Benoît Thévenin, da Laterna Magica, compartilha seu entusiasmo [fr]:

Xavier Beauvois sait être subtil et en l’occurrence, si Des Hommes et des Dieux est une si franche réussite, c’est parce que le cinéaste décrit progressivement, avec beaucoup de délicatesse, tous les cheminements de pensées qui vont conduire les moines à se laisser tuer pour une cause qui n’est pas la leur mais qu’ils semblent comprendre.

Xavier Beauvois sabe sobre discernimento e, neste caso, se Of Gods and Men é tão brilhante, é porque o diretor retrata de forma gradual e única todos os desdobramentos dos pensamentos que levam os monges a se deixar matar por uma causa que não é sua, mas pela qual, entretanto, eles parecem ter uma compreensão.

O blog Off Cannes, em Rue 89, questiona [fr]:

Tibhirine, un sanctuaire de sagesse catholique en sauvage terre musulmane?
Beauvois ne mange bien sûr pas de cette hostie-là.

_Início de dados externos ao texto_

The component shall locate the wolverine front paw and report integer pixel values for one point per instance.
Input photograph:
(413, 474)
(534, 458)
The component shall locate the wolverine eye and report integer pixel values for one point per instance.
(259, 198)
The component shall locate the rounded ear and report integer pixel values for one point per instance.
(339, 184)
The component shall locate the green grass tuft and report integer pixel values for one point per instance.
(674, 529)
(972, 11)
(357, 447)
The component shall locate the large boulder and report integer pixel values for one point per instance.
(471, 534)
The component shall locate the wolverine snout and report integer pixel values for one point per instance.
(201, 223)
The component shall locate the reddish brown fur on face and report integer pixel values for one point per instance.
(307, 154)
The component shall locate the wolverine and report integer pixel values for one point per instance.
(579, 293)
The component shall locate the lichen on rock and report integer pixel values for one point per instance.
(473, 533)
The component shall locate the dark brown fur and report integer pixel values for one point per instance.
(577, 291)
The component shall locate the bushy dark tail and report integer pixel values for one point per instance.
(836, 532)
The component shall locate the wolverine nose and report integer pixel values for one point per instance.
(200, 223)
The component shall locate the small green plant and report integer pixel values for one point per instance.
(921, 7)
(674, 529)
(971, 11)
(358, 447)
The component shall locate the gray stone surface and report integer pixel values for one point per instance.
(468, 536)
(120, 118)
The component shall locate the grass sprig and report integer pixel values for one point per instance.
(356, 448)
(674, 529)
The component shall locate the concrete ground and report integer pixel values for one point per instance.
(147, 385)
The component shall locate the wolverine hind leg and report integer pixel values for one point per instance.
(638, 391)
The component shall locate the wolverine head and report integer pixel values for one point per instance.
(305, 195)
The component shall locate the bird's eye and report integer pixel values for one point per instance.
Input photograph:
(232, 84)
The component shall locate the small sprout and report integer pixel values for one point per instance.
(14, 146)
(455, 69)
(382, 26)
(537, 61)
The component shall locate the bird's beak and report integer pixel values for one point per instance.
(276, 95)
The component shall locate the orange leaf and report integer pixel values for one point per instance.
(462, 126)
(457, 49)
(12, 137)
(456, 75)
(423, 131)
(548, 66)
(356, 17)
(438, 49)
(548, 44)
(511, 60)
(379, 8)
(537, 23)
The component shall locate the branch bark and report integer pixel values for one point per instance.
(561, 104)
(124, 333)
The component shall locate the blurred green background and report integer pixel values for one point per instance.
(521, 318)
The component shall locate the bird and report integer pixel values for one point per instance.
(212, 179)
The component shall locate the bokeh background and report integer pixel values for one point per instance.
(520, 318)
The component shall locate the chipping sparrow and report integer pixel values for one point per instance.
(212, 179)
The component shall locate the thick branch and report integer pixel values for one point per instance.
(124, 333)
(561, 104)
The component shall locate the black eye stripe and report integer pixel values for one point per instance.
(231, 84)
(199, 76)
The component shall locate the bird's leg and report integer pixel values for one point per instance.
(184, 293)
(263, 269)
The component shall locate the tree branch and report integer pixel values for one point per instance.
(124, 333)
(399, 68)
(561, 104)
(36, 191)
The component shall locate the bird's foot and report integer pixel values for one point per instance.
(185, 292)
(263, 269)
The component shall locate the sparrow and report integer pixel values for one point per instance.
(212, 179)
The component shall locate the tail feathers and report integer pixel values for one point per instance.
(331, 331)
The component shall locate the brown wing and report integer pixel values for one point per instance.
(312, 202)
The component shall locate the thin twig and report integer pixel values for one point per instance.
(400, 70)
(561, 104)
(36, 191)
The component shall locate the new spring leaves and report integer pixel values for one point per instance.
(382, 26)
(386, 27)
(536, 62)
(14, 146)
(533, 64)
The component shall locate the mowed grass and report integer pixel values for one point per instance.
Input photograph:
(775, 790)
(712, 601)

Le film abrite tout le monde en son église, ne cherche à évangéliser personne et met en scène des sentiments à vif, une foi dans la vie, envers et contre toutes les horreurs. Même les plus athées peuvent succomber à cette grâce qui ne porte qu'un nom : le cinéma.

Tibhirine, um templo de sabedoria do catolicismo apostólico romano numa terra muçulmana selvagem?
Este tipo de acolhimento não é o pão diário de Beauvois. O filme abriga todo mundo em sua igreja, não tem como objetivo evangelizar ninguém e encena sentimentos agudos, uma fé na vida, contra todos os pavores. Mesmo os completos ateus podem sucumbir a esta benção cujo único nome é: cinema.

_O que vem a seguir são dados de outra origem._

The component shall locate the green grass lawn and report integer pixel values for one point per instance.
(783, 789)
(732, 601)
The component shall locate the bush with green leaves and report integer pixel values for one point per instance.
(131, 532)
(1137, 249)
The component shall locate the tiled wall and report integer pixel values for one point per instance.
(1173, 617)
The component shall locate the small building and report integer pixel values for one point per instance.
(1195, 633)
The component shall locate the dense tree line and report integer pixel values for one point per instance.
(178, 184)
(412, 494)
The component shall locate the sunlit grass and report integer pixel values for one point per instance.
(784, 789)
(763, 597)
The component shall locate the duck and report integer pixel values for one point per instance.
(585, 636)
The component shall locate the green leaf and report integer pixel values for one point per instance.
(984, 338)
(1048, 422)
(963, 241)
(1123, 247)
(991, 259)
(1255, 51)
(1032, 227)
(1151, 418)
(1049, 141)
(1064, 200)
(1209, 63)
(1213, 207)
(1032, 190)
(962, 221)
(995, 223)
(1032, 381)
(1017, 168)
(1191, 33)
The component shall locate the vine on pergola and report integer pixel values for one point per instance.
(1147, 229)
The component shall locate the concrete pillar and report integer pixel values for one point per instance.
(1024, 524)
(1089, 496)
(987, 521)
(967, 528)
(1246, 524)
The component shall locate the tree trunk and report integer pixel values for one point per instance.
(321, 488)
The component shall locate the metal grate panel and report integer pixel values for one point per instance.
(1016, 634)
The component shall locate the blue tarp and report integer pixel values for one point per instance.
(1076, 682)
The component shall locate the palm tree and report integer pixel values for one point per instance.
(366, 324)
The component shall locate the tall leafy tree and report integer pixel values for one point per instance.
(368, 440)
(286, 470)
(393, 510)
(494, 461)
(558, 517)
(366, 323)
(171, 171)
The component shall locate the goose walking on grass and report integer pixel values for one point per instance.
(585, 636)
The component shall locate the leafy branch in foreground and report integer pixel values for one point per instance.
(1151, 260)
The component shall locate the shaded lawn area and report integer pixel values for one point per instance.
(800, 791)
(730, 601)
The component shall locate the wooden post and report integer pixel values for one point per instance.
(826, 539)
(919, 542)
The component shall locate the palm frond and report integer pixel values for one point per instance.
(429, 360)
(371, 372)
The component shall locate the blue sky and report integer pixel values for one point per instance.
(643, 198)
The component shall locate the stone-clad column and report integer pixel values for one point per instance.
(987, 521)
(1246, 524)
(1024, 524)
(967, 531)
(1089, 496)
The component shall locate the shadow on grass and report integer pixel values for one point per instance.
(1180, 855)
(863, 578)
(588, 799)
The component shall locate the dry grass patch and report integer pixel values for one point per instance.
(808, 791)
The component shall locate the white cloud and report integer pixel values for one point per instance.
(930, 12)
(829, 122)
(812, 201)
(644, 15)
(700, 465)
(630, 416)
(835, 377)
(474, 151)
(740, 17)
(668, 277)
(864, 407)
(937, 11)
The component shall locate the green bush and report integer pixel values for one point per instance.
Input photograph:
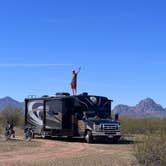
(151, 151)
(11, 114)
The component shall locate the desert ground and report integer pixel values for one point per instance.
(61, 152)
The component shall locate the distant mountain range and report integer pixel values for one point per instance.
(145, 108)
(8, 101)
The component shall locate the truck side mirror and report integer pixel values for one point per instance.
(116, 117)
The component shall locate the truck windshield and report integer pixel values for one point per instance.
(98, 113)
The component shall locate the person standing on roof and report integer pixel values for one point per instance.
(74, 81)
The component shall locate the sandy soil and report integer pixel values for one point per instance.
(120, 154)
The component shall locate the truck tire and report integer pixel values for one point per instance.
(89, 137)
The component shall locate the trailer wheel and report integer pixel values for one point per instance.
(116, 140)
(43, 134)
(89, 137)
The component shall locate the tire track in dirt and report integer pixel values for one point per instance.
(49, 149)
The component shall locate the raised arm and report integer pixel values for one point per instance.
(79, 69)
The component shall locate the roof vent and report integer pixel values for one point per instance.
(62, 94)
(45, 96)
(85, 94)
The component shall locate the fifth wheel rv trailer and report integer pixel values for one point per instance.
(83, 115)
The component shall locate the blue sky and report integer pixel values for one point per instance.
(120, 46)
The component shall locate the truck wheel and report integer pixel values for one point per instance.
(89, 137)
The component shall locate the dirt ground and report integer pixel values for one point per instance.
(64, 152)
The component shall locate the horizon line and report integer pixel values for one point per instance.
(34, 65)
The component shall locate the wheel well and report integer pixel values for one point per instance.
(86, 131)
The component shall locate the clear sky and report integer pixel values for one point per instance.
(120, 45)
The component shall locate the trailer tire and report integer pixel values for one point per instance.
(116, 140)
(89, 137)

Por todo o Mediterrâneo, as reações foram, entretanto, um tanto quanto misturadas.

Do Senegal, Ndongo Camara está feliz com ambos os filmes relacionados com a Algéria [fr]:

mais mention spéciale à tous les fims à polémique ayant comme fonds commun l'algérie “Hors la loi” et “Des hommes et des Dieux”.

Mais uma menção especial para todos os filmes controversos com um interesse comum pela Algéria, “Out of the Law” e “Of Gods and Men”.

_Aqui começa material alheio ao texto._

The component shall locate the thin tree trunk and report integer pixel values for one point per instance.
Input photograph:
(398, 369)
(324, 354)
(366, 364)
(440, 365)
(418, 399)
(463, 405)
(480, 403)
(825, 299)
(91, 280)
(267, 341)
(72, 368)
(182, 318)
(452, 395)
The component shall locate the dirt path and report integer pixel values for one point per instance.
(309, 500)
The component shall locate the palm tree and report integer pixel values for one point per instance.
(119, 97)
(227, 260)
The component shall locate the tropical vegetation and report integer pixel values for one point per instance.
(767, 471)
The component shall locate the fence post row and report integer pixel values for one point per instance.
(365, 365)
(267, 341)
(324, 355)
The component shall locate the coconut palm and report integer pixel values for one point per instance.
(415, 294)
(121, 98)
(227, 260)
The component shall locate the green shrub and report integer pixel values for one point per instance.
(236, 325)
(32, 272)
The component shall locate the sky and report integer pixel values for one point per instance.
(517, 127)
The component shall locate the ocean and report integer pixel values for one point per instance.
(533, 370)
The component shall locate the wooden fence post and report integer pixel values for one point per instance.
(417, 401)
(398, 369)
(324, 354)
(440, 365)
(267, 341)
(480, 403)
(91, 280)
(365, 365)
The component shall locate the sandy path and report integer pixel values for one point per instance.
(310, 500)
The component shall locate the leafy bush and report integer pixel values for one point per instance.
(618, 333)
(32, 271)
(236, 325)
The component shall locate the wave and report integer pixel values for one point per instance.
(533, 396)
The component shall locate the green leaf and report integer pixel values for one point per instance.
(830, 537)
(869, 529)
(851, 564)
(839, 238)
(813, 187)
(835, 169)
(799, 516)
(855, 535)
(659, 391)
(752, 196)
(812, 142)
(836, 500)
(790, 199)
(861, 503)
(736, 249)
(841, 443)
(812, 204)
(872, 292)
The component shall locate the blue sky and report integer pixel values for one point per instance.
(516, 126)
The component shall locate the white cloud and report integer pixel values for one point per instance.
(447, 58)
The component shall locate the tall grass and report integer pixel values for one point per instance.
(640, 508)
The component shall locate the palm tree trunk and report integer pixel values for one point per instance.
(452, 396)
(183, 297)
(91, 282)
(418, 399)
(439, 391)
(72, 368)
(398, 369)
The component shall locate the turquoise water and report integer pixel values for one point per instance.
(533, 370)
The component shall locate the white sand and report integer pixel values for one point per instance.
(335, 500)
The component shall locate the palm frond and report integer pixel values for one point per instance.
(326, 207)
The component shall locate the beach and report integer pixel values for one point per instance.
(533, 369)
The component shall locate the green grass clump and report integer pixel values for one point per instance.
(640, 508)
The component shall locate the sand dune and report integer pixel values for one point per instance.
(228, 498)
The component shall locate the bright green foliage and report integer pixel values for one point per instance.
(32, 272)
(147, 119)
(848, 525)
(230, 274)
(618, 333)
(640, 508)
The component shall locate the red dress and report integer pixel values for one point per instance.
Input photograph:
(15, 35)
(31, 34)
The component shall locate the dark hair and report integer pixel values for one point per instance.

A revista online Jeune Afrique se lamenta [fr] pelo filme não mostrar muito do país e do povo da Algéria:

À force de représenter une Algérie désincarnée, ne servant que de simple décor à une quête spirituelle dont elle était pourtant la raison d’être, les dieux comme les hommes semblent étrangement absents de ce territoire.

Ao retratar uma Algéria sem corpo, usada unicamente como o local onde ocorre uma busca espiritual ainda assim justificada, tanto os deuses quanto os homens parecem estranhamente afastados dessa terra.

Blogueiros algerianos também comparecem na discussão:

Jazairia, blogando no Forum Algérie, escreveu [fr] sob o título “An other kind of evangelization” [Um outro tipo de evangelização]:

Sans entrer dans la responsabilité de ces assassinats, le film fait partager au spectateur la vie de ces hommes et le place au coeur de leur choix éthique.
Sobre et épuré, “Des hommes et des dieux” bouleverse le spectateur en lui faisant vivre avec intensité le choix moral de ces hommes et leur sacrifice motivé par l'amour de Dieu, mais aussi de leurs frères musulmans.

O filme não trata da responsabilidade destes assassinatos, mas leva a platéia a penetrar as vidas desses homens e o cerne de suas escolhas éticas.
Lúcido e casto, Of Gods and Men domina a platéia que sente com precisão o dilema ético desses homens e seus sacrifícios inspirados por seu amor por Deus assim como por seus irmãos muçulmanos.

Até o momento, o post já gerou 36 comentários num debate acirrado que vai desde as relações entre o cristianismo e o islamismo até as questões teológicas a respeito da trindade.

Vamos concluir [fr] com a jovem roteirista e ardente fã do filme, Sandra M., blogando no In the mood for Cannes:

C'est en effet un appel à la tolérance, à l'harmonie entre les peuples et les religions, une dénonciation de l'obscurantisme sous de fallacieux prétexte religieux, une ode au courage qui touche autant les croyants que les athées et les agnostiques.

É, sem dúvida, um apelo por tolerância, por harmonia entre nações e religiões, uma denúncia do obscurantismo sob o disfarce religioso, uma ode à coragem que alcança os crentes tanto quanto os ateus e os agnósticos.

O filme está para ser exibido nas salas de cinema no dia 8 de setembro e o trailer pode ser visto aqui.